Sind schwule Ehen harmonischer? Glaubt man Lo Malinke und Tetta Müller, dann lautet die Antwort ganz klar „Nein“. Denn was die beiden Kleinkünstler von „Malediva“ ihrem Publikum in ihrem mittlerweile sechsten Programm „Ein Abend für Herzensbrecher“ im Neuen Theater Höchst  vorführen, unterscheidet sich wenig von dem, was in heterosexuellen Beziehungen abgeht.

Da wird gestichelt, provoziert, auf Schwächen des anderen herumgehackt, über die unerträgliche Schwiegermutter gelästert – alles im Namen der Liebe.

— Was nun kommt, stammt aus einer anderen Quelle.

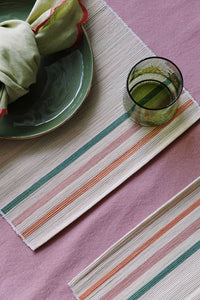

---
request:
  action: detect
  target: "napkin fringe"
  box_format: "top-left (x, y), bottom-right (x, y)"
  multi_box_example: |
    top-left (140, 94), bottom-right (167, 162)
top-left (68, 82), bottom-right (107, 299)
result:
top-left (0, 108), bottom-right (8, 120)
top-left (32, 0), bottom-right (88, 48)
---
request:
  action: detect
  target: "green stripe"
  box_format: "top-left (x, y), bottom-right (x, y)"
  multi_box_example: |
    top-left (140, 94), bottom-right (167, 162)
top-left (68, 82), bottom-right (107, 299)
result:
top-left (127, 241), bottom-right (200, 300)
top-left (2, 109), bottom-right (132, 214)
top-left (1, 77), bottom-right (173, 214)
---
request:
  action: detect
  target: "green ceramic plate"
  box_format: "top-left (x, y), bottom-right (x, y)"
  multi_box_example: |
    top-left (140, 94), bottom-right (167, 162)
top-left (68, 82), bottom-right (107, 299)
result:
top-left (0, 0), bottom-right (93, 139)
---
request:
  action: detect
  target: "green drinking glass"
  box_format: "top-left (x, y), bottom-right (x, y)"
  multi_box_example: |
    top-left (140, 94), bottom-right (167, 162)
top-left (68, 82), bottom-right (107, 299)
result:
top-left (123, 56), bottom-right (183, 126)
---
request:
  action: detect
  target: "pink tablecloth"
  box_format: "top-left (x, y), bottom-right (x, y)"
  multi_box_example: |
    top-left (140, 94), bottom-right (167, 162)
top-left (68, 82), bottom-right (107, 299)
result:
top-left (0, 0), bottom-right (200, 300)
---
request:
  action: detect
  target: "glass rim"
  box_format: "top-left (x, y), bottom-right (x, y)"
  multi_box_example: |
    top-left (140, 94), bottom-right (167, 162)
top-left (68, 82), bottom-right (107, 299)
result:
top-left (126, 56), bottom-right (183, 111)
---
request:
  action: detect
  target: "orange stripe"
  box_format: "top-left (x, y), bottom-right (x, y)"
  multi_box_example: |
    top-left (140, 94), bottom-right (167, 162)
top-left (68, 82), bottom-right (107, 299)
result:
top-left (79, 195), bottom-right (200, 300)
top-left (22, 100), bottom-right (193, 238)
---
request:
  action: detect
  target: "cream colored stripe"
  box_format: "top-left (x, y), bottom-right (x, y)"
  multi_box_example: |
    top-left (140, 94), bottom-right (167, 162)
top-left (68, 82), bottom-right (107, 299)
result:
top-left (88, 209), bottom-right (200, 300)
top-left (141, 246), bottom-right (200, 300)
top-left (70, 178), bottom-right (200, 293)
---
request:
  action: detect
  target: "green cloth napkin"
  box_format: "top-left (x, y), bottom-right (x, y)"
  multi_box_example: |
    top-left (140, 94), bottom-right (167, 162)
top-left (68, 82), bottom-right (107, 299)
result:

Nicht weiter ungewöhnlich an sich, wäre da nicht die Tatsache, dass das Paar gerade einmal 22 Stunden unter der Haube ist. Ein Zeitraum also, in dem gewöhnlich noch eitel Sonnenschein herrschen sollte. Nicht so bei „Malediva“ – dem plüschigen Bühnenbild zum Trotz.

Was macht man mit den Geschenkgutscheinen der Parfümerie? Warum ist der andere überhaupt zur gemeinsamen Hochzeit erschienen, und wie bringt man am besten 24 quälend lange Stunden im Haus der Schwiegereltern über die Bühne? Fragen, denen sich Müller und Malinke im heimischen Schlafzimmer mal singend, mal streitend, mal friedlich plaudernd widmen. Das Ergebnis ist eine unterhaltsame und stimmstarke Mischung aus Kleinkunst und Chanson, die mit musikalischen Juwelen –  am Piano begleitet von Florian Ludewig – wie dem fetzigen „Wir sind die Braut“ oder dem melancholischen „Traurig kommt über Nacht“ garniert ist.

Ob es um den Gebrauch von Nasenhaartrimmern, um Unterhemden, oder schlimme Angewohnheiten geht – Malinke und Müller lassen das Publikum mit voyeuristischem Vergnügen an ihrem Rosenkrieg teilhaben und gewähren einen Blick auf die breite Emotionspalette einer Zweierbeziehung. Und die ist im Fall der beiden turtelnden Streithähne schier unermesslich, denn das ungleiche Paar gebärdet sich mal verliebt, dann rasend eifersüchtig und zwischendurch so herrlich zickig, dass dem weiblichen Teil des Publikums vor Neid der Mund offen stehen bleibt.